檜垣さん:専門学校卒業後、大阪で就職して、同じ会社に20年近く勤めていました。最初はお寿司屋さんからスタートして、いけす料理の店やふぐ料理専門店など、魚料理を中心にいろんな業態を経験しました。途中、奈良や東京の店も担当して、全国展開に関わる機会もありましたね。40歳で独立を決意し、最初は大阪で先輩と店を始めたのですが、のちに広島へ戻ることになり、今の場所に「福々」を構えました。

――皆実町を選ばれたのはどんな理由があったのでしょうか?
檜垣さん:「広島」駅の周辺など、ここよりも立地が良い場所も検討しましたが、自分が求める条件――1階の角地、居抜き物件など――に合う場所がなかなか見つからなくて。結果的に中心地から少し離れた皆実町に決めました。でも、川が近くて静かで、電車通り沿いでアクセスも悪くない。県外のお客さんにはむしろ便利だと好評なんですよ。
「福々」で味わう、特別なふぐ料理の魅力
――福々では、どのようなふぐ料理が味わえるのでしょうか?
檜垣さん:広島ではまだ馴染みが薄い「焼きふぐ」や、「唐揚げ」「てっちり(鍋)」「雑炊」などを組み合わせたコースが人気です。
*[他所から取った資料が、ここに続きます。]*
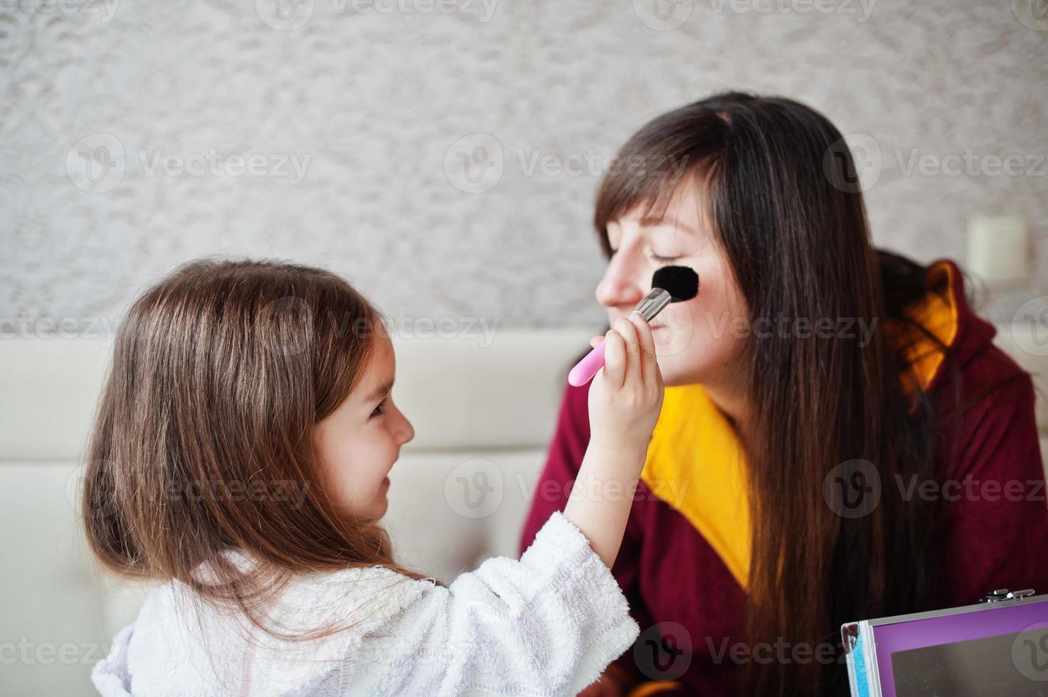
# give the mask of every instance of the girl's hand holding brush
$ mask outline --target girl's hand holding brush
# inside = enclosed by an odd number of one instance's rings
[[[662,375],[640,312],[615,320],[605,344],[604,368],[589,389],[590,442],[564,516],[611,568],[662,407]]]

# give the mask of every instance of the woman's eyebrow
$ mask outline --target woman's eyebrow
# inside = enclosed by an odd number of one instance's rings
[[[669,225],[671,227],[677,227],[684,231],[685,233],[691,233],[692,235],[697,235],[694,227],[684,224],[679,218],[674,218],[673,216],[664,216],[661,218],[641,218],[639,221],[643,227],[657,227],[659,225]]]

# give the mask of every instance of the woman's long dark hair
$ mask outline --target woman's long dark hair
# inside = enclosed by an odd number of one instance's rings
[[[944,427],[929,395],[921,392],[914,406],[904,393],[899,372],[907,365],[882,322],[909,322],[903,308],[927,291],[926,269],[873,248],[842,144],[825,116],[791,100],[718,94],[633,135],[619,154],[646,162],[647,174],[609,174],[594,216],[610,255],[609,222],[638,205],[651,215],[694,182],[751,322],[874,323],[866,345],[855,332],[768,335],[744,349],[754,410],[740,434],[752,519],[747,636],[807,646],[809,655],[838,645],[843,622],[931,607],[938,584],[927,561],[935,558],[935,507],[919,497],[903,501],[887,485],[896,476],[932,476]],[[956,375],[956,361],[938,345]],[[869,515],[845,518],[827,505],[824,481],[856,459],[873,463],[886,485]],[[752,663],[742,673],[748,683],[740,694],[847,694],[836,660]]]

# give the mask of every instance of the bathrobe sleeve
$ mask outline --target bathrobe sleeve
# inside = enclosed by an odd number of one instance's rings
[[[372,632],[346,679],[351,694],[575,695],[638,633],[614,576],[554,513],[520,561],[490,559]]]

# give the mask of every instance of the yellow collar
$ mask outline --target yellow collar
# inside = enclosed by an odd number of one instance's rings
[[[948,262],[932,266],[931,290],[907,308],[947,346],[958,326],[954,274]],[[926,336],[899,323],[887,323],[885,331],[911,363],[900,374],[903,389],[914,394],[915,384],[926,388],[942,353]],[[667,388],[640,479],[705,538],[746,588],[751,544],[746,457],[735,429],[701,385]]]

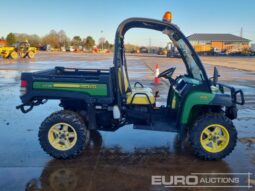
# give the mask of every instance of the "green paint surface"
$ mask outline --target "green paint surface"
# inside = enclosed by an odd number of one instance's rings
[[[214,98],[214,94],[205,92],[192,92],[188,95],[182,109],[181,123],[187,124],[193,106],[208,105]]]
[[[71,83],[71,82],[34,82],[34,89],[72,91],[92,96],[107,96],[106,84]]]

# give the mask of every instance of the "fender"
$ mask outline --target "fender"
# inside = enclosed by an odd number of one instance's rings
[[[192,108],[197,105],[206,106],[233,106],[231,96],[228,94],[215,94],[207,92],[191,92],[182,107],[181,124],[187,124]]]

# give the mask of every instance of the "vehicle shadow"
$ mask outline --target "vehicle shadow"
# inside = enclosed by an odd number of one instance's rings
[[[169,190],[164,186],[152,186],[151,176],[231,172],[224,161],[202,161],[189,154],[189,149],[181,146],[178,138],[176,144],[173,150],[154,147],[126,152],[117,146],[104,147],[101,134],[94,131],[80,157],[49,161],[41,176],[26,184],[26,191]]]

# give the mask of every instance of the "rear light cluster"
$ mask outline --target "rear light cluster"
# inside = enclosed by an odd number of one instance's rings
[[[26,80],[21,80],[20,82],[20,96],[23,96],[27,93],[27,81]]]

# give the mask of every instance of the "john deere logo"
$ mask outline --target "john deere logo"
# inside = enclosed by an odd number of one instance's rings
[[[85,89],[95,89],[97,85],[95,84],[53,84],[55,88],[85,88]]]

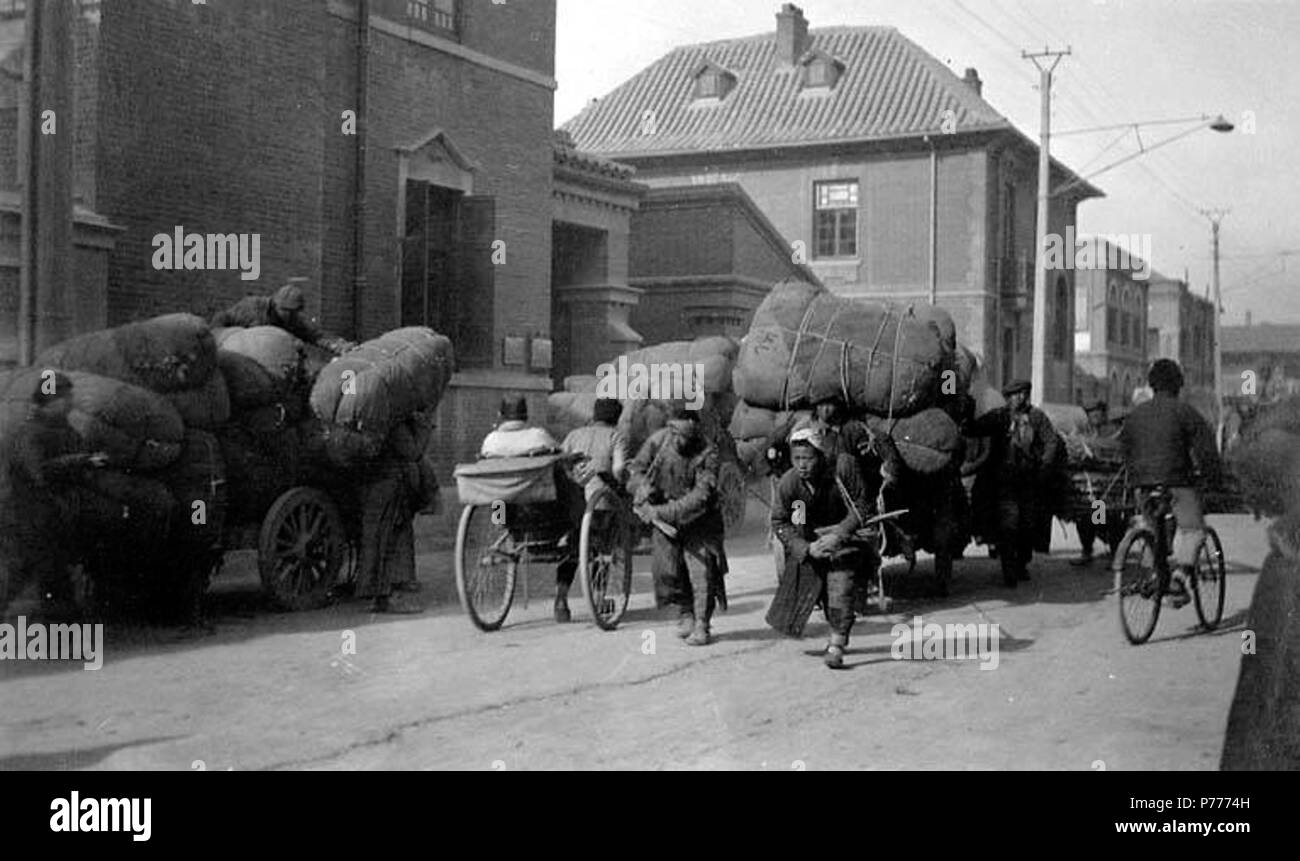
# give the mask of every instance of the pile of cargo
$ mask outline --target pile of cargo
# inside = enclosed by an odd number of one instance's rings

檜垣さん:特に焼きふぐは七輪で焼くスタイルで、香ばしさが楽しめると好評です。広島の方には新鮮だったようで、メディアに取り上げられたこともありますよ。

――料理におけるこだわりはどのようなところですか?
檜垣さん:ふぐは非常にデリケートな食材なので、さばいた後はすぐには使わず、少し寝かせて旨味を引き出します。ぬめりを丁寧に落として「磨く」作業も欠かせませんし、温度管理も徹底しています。予約をベースにして仕込みすぎず、常にベストな状態のふぐを提供できるよう意識しています。

夏はうなぎで勝負、季節で変わるもう一つの看板料理
――ふぐ以外に「うなぎ」も評判と伺いました。
檜垣さん:夏の暑い時期にはふぐの需要が落ちるので、うなぎ料理を取り入れました。焼きふぐと組み合わせた「うなぎ&焼きふぐコース」は、鍋がない分、気軽に楽しめると好評です。うなぎは焼き加減で食感が変わる繊細な食材。ふぐ同様、こちらも仕入れすぎず、状態を見て調理することで、一番美味しい状態で提供するよう心がけています。

広島でも異彩を放つ店作りと、口コミで広がる評判
――お客さまの層や、集客について教えてください。
檜垣さん:地元の方ももちろんですが、観光客や外国人のお客様も多いですね。Googleマップの口コミや、旅行情報サイト「旅色」などを見て来られる方が多いです。目的型の飲食店なので、「広島でふぐを食べるならここ」と調べて来てくださるのがありがたい限りです。

――店内の雰囲気にも特徴がありますよね。
檜垣さん:前のテナントがカフェ系だったようで、内装は少し洋風です。でも僕としては「中身で勝負」という考えなので、逆にそのギャップが面白いかなと思っています。小ぢんまりした空間ですが、お客さんと距離が近くて、会話を楽しみながら料理を提供できるのも気に入っています。
静かで緑あふれる皆実町の魅力と住まわれる方へのメッセージ
――お店のある皆実町の魅力をお聞かせください。
檜垣さん:川沿いの風景が美しくて静かな雰囲気です。夜は人通りも落ち着いていて、暮らすにはとても良い場所だと思います。緑も多くて、川沿いをランニングしている人もよく見かけますよ。
――最後に、皆実町への移住を検討している方へメッセージをお願いします。
檜垣さん:とても住みやすい町ですし、学校も多く、教育レベルも高いと聞いています。子育て世代にもぴったりの環境だと思います。もし皆実町に来たら、ぜひ一度「福々」にも寄ってみてください。ふぐ料理と聞くと、敷居が高いと思われがちですが、気軽に楽しんでもらえるようなお店を目指していますので。

海鮮 ふぐ料理 福々
店主 檜垣敬仁さん
所在地:広島県広島市南区皆実町1-9-1
電話番号:082-576-4478
URL:https://www.hiroshima-fukufuku.com/
※この情報は2025(令和7)年11月時点のものです。